Le film repose à un scénario très simple : la vie d'une adolescente et sa lente et douloureuse "transformation" en femme. Il se trouve par ailleurs que cette adolescente est Marie-Antoinette, reine de France et femme de Louis XVI. Si ce dernier n'est point n'est pas capital, il n'est pas pour autant ni anodin, ni anecdotique. Il confère à l'histoire une autre dimension et une autre ampleur.
Autant le dire tout de suite, j'ai adoré le film, tout autant pour sa réalisation, que pour son rythme, sa photo, sa bande son et son traitement de l'Histoire (avec un grand H). Américaine, Sofia Coppola a peu se permettre une ½uvre exempte de tous les passages obligés et bienséants, qui auraient été ceux d'un scénario français parlant d'Histoire de France. Pas d'images complaisantes sur la Révolution, ni de vision caricaturale sur la Monarchie : simplement une restitution, somme toute très pertinente du contexte historique, basée sur le livre de l'Anglaise Antonia Fraser. Pas de jugements de valeur désordonnés sur la France de l'Ancien Régime, le sujet n'est pas là : il s'agit simplement de situer avec précision l'histoire d'une jeune femme, dans les dernières années du « Grand Versailles ». Les cinéastes français désertant les thèmes historiques, il nous fallait bien d'ailleurs le travail de base d'une Anglaise et l'inspiration talentueuse d'une californienne pour aborder le sujet « Marie-Antoinette » avec autant de liberté de ton que de brio.

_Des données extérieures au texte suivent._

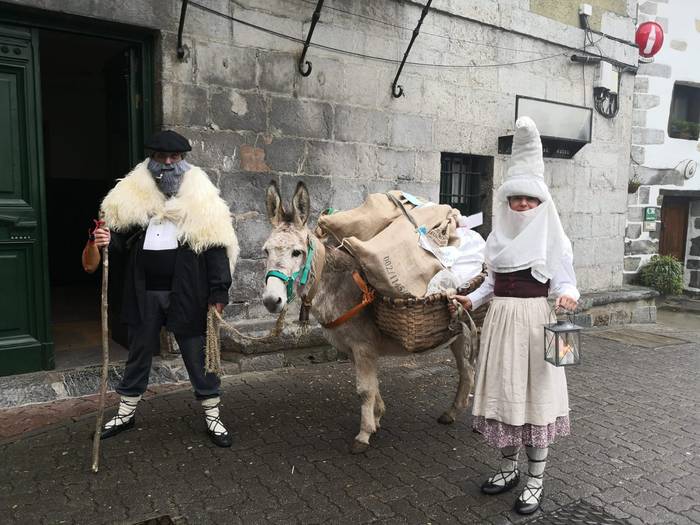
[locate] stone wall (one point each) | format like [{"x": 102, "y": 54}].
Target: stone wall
[{"x": 252, "y": 118}]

A propos du "parcours" de Marie-Antoinette, le film insiste sur son déracinement et sur sa recherche désespérée d'une intimité, qui n'est pas de mise à Versailles. L'adolescente (14 ans à son arrivée en France, 19 ans lorsqu'elle devient reine) s'évade dans la frivolité et le champagne, l'amour de tenues extravagantes, avant de mûrir au fil des « épreuves » qui sont les siennes : donner un héritier au royaume avec un mari qui à certains problèmes à honorer sa couche, affronter les rivalités de la cour, connaître un véritable amour, passer de la popularité à la disgrâce, perdre un enfant, devenir un bouc émissaire. L'émotion passe immédiatement, par l'humour, la dérision ou des points de vue plus dramatique, ce qui prouve, entre autre, que le film est réussi.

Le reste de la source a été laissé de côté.